Taylor credits Jim Newhouser from Studio Earth Remote and Micha Buffat of the Madison Music Experience and sound engineer Scott Liesman for assisting with launching the concert series. He also gives a nod to fellow educators Anthony Millevolte and Larry Stephens for helping establish Cool School’s online broadcasts.
“Those cats know a lot more about this tech stuff than I do, but then they probably can’t play saxophone worth a shit, either,” Taylor jokes.
Taylor was traveling a few weeks before Gov. Tony Evers announced his Safer at Home order. The saxophonist attended a New York City recording session on March 1, then spent time visiting friends playing with the Sun Ra Arkestra, a band he had originally booked for Café Coda in March, while they were on tour in New Jersey and Pennsylvania. He arrived home on March 7, but was stopped at the doors of Sherman Middle School when he arrived for his artist-in-residence gig.
“They had a list of five states and if you had just come back from any of them you were not allowed to enter the school,” he says. “With New York, New Jersey and Pennsylvania I had been in three of those five states.”
During the current lockdown Taylor is spending more time playing music than he is performing the role of club owner, although he still has the now-empty Café Coda cleaned and sanitized twice weekly.
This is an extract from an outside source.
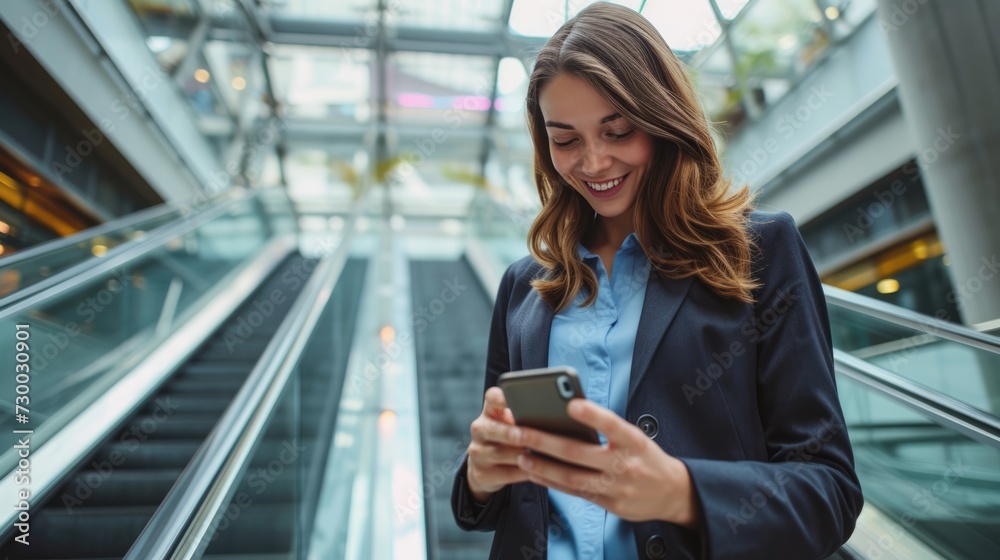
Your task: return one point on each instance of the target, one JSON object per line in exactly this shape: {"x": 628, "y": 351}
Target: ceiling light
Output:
{"x": 887, "y": 286}
{"x": 787, "y": 42}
He spends time practicing his instrument from 8 to 11 a.m. every morning, gaining a new appreciation for the virtually empty streets outside.
“The most important thing is to keep music in the air, and I have come to appreciate the acoustic value of Willy Street when it’s empty,” says Taylor, who studied design at Southern Illinois University with legendary inventor, futurist and geodesic dome designer R. Buckminster Fuller. “I can open the windows, play my saxophone and get some brand new lessons in acoustics.
“In terms of honing my craft, I have been able to think about music as an artist rather than in terms of which liquor distributor that I have to pay this week,” he adds. “That’s my ultimate approach to playing soprano sax — walk into some place, drop everything, and start my long tone. I feel it’s my obligation to keep the song alive, and we’re doing what we can to make that happen.”